Do We Interpret Scripture?

This is one of those questions that require more than a one word answer. One could properly answer “yes” and “no,” depending on how our terms are defined. People use the same words to mean different things, so we must be crystal clear as to what exactly we mean. If we use “interpret” to mean “explain what you feel this passage means and thus your explanation is just as good as mine," the answer is a resounding “no.” Yet, if we define “interpret” as the dictionary does—“to explain or tell the meaning of, present in understandable terms”—we must say “yes.”

Perhaps Jesus’ conversation with the religious expert in Luke 10:25-28 can help. The lawyer tested Jesus, “Teacher, what shall I do to inherit eternal life?” The way Jesus worded His response is enlightening: “What is written in the Law? How does it read to you?” To turn the tables, Jesus asked two very different, but very related, questions.
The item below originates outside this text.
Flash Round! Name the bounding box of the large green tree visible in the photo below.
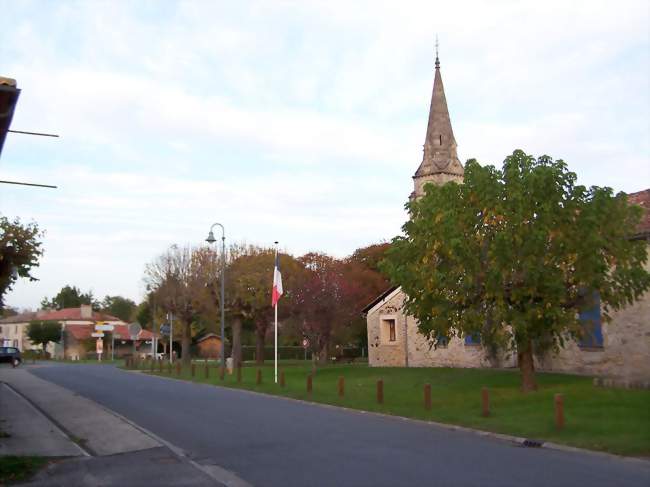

The first is strictly objective: “What does the Book say?” The second is subjective, in a way that challenged the lawyer to take this objective truth and apply it to his specific question: “How would you explain what the Book says?” In this second part, we might say, Jesus asks the lawyer to interpret the objective truth of the Law.

Also instructive is the way Jesus concluded this part of the conversation. Following the lawyer’s answer quoting the greatest commands (Deut. 6:5; Lev. 19:18) Jesus said, “You have answered correctly; do this and you will live.” Notice carefully: the lawyer’s answer was correct. The fact that the lawyer interpreted the Book did not mean just any answer would do; there was a right answer and a wrong one. In His second question, Jesus was not asking the lawyer to tell him what he thought about a passage based on his feelings, or how the “inner light” was guiding him to understand it; He was asking him to draw a logical conclusion based on the objective, unchanging truth found in what the Law said.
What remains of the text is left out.